O‘ahu residents are on lockdown for the next two weeks, but Big Islanders won’t be joining them.
Hawai‘i County Mayor Harry Kim told Big Island Now on Friday that the new restrictions he planned to implement — limits on indoor and outdoor gathering sizes to 10 people — have been implemented, and there are no plans to add more.
His decision comes on the heels of record-setting numbers announced Friday, including 26 new positive COVID-19 patients and 117 active cases islandwide.
“We had a long discussion on new restrictions. Some people wanted us to do a lockdown like O‘ahu,” Kim said. “My response was we will not do that.”

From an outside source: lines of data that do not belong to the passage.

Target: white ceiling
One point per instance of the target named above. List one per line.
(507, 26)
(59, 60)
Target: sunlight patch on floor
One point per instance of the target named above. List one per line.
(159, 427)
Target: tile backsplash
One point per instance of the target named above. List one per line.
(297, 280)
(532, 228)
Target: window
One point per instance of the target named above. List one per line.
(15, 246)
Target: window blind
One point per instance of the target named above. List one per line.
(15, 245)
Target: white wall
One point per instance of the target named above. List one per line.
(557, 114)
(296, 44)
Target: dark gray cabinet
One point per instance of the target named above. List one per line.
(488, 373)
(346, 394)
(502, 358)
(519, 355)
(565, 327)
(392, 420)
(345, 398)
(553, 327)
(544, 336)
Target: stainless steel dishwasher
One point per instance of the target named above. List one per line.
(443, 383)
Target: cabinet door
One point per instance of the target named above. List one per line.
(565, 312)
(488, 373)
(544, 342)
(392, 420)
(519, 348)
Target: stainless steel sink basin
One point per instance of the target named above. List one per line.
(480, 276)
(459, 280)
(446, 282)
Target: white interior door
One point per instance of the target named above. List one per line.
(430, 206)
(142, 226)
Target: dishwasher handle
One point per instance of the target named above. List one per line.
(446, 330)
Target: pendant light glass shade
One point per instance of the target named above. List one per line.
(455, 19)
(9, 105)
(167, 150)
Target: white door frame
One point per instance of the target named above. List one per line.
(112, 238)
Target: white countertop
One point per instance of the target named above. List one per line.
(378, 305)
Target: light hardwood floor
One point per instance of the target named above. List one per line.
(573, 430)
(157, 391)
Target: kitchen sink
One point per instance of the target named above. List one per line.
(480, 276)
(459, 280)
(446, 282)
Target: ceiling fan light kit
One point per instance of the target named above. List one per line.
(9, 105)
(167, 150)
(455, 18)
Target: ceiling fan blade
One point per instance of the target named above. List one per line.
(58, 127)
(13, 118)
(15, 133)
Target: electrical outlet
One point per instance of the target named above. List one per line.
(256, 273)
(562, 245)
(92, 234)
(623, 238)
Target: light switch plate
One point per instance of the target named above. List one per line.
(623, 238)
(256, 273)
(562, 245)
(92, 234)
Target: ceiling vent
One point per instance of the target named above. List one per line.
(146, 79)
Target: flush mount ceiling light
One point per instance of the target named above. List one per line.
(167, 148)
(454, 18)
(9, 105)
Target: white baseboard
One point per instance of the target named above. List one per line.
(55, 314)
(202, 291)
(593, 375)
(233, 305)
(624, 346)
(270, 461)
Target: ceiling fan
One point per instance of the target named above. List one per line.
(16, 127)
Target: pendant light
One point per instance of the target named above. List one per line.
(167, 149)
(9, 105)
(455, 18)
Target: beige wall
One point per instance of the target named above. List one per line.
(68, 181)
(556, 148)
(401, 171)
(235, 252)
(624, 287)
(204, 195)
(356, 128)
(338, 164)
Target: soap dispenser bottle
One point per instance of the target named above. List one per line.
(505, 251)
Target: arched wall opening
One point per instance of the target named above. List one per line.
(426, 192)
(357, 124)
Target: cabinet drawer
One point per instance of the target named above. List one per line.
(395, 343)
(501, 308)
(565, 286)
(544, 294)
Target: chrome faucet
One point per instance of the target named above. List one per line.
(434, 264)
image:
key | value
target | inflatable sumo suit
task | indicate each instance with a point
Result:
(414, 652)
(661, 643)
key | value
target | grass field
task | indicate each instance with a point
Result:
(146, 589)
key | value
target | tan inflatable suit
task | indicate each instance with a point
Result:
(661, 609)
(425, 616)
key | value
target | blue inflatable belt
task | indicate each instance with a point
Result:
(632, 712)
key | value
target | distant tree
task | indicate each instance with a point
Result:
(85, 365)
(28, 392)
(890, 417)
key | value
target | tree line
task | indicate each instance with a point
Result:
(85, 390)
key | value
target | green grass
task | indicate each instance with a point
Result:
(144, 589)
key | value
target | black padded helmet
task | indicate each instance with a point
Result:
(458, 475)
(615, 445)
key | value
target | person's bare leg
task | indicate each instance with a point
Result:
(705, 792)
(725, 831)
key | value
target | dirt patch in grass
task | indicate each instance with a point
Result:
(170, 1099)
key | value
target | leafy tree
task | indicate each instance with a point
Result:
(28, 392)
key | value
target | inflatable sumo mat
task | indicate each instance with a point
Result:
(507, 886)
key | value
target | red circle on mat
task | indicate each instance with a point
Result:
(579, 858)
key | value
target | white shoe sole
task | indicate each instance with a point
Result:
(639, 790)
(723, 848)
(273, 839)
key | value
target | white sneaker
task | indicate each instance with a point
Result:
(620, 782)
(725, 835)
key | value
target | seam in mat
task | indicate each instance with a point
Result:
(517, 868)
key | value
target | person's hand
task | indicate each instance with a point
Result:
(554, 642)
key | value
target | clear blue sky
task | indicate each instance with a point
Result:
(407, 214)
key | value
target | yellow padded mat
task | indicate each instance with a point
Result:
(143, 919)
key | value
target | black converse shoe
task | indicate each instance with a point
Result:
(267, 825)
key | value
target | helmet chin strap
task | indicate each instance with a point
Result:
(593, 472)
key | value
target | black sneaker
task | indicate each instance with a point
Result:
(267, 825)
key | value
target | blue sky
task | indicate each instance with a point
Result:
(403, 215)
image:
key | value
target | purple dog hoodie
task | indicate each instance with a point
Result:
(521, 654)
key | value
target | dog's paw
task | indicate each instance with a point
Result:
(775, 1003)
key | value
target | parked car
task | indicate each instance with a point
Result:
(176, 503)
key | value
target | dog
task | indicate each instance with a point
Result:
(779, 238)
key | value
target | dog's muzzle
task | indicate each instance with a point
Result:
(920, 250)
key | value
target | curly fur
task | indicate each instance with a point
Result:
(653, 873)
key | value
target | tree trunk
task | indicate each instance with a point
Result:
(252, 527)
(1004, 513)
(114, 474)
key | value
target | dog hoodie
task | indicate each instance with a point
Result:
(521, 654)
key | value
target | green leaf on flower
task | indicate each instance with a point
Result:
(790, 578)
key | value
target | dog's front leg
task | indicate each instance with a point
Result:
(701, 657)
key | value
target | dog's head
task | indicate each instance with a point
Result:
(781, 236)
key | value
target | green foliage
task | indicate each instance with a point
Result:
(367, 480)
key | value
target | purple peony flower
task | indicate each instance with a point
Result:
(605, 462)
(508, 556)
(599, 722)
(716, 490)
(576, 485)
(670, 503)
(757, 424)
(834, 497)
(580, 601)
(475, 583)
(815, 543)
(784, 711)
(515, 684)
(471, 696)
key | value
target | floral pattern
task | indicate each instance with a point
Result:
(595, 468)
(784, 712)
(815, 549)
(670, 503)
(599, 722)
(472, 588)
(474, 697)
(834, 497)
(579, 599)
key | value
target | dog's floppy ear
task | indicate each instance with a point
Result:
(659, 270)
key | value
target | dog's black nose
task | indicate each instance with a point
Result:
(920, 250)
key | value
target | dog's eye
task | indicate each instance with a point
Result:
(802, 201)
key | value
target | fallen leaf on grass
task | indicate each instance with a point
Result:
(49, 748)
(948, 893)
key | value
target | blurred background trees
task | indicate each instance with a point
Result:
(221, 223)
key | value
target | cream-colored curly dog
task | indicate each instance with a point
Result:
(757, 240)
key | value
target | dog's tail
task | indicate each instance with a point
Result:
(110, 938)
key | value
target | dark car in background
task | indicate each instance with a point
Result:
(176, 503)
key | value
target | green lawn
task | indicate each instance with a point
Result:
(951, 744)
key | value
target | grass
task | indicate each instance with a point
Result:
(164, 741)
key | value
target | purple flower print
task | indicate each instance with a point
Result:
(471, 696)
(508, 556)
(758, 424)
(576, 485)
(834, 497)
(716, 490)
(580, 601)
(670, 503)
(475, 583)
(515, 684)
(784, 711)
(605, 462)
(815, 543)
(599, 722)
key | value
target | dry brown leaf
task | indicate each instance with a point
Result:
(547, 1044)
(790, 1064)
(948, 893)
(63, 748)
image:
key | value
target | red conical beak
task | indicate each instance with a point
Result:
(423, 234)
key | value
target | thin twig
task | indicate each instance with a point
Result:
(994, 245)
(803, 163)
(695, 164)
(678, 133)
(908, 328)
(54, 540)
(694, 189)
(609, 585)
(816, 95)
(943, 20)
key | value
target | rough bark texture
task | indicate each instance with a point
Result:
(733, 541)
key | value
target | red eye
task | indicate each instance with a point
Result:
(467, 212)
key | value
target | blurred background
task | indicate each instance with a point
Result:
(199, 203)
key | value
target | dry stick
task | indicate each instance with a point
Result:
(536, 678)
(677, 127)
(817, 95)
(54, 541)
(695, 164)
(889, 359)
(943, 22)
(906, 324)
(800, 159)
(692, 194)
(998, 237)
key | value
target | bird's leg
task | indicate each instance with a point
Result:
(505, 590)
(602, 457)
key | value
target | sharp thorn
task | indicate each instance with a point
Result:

Kim explained his reasoning, saying that recent testing focused in East Hawai‘i where the vast majority of new coronavirus cases have been reported, showed a positive test rate of between 4% and 5%. Anything below the 5% threshold is still considered manageable, according to national health guidelines.
Secondly, the increase in positive test results correlates with an increase in testing, specifically in Keaukaha, where large gatherings have been linked to the Big Island’s surge. Because of these testing efforts and others to come in Hilo and the surrounding areas, such as Puna, the mayor expects positive test results may remain high for several days.
“We are going into communities and encouraging everyone to get tested,” Kim said. “The goal is to identify who is positive and isolate them to stop the spreading.”
Third, several Big Island Districts are either clear of the virus or close to clear. Kim noted specifically that North Kohala, South Kona, and Ka‘ū are “very clean districts.”
And finally, Kim said rule changes won’t matter unless they are strongly enforced. As such, he spoke with Hawai‘i County Police Friday, who have agreed to increase enforcement islandwide.
“We have shifted resources toward the enforcement and have three shifts of officers working island-wide specifically to enforce Mayor Kim’s Emergency Rule Number 11” Captain Reed Mahuna said in a press release regarding the enforcement effort. “Police will be focusing on education and enforcement, but we need the public’s cooperation in adhering to Mayor Kim’s rule and (putting) safety first.”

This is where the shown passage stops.